Menurut Very Well Mind, toxic masculinity memiliki tiga komponen inti yang berpengaruh, diantaranya:
Ketangguhan. Ini adalah gagasan atau pemikiran bahwa laki-laki harus kuat secara fisik, tidak begitu emosional bahkan perasa.
Anti terhadap feminin. Hal ini melibatkan pemikiran bahwa laki-laki mesti menolak apapun yang dianggap feminin, seperti menunjukkan emosi atau menerima bantuan.
Kekuasaan. Ini adalah asumsi bahwa laki-laki harus bekerja untuk mendapatkan kekuasaan dan status sosial dan keuangan, sehingga mereka dapat memperoleh rasa hormat dari orang lain.
Editors' Pick
2. Ciri-ciri toxic masculinity
Agar Mama bisa lebih mengetahui lebih lanjut terhadap toxic masculinity, berikut beberapa ciri-ciri yang bisa kita jumpai, meliputi :
Jika laki-laki menangis, ia adalah laki-laki lemah.
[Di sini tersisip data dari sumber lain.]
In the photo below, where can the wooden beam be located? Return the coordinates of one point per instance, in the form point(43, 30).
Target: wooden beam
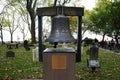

Hal ini mungkin terjadi di lingkungan kita, padahal sejatinya setiap manusia memiliki porsi untuk meluapkan perasaannya sendiri.
Sejatinya sebagai manusia, mau laki-laki atau pun perempuan, kita semua punya perasaan dan emosi yang bisa kita luapkan. Termasuk menangis.
Menghina laki-laki yang menggunakan skincare atau perawatan. Memang ini selalu kita dengar dimanapun, bahwa laki-laki tidak perlu perawatan.
Padahal, kesehatan tidak melulu melihat gender, jika dirasa ingin merawat bagian tubuh, misal kulit wajah, tidak ada salahnya melakukan perawatan untuk menjaga kesehatan dan lain-lain.
Laki-laki harus keras, jangan lembek. Ada hal yang salah kaprah terjadi, seperti hal ini. Bahwa laki-laki mesti keras, harus dominan dari segala hal dan tidak boleh kalah dari perempuan.
Jelas ini keliru, lebih parahnya jika persepsi ini terus dipelihara, akan mengakibatkan kekerasan psikis ke pasangan, atau pun kekerasan verbal atau pemaksaan hubungan seks.
Dikhawatirkan akan menjadi perilaku ‘normal’ bahwa laki-laki harus diidentikan dengan kekerasan, agresif secara seksual dan merendahkan perempuan.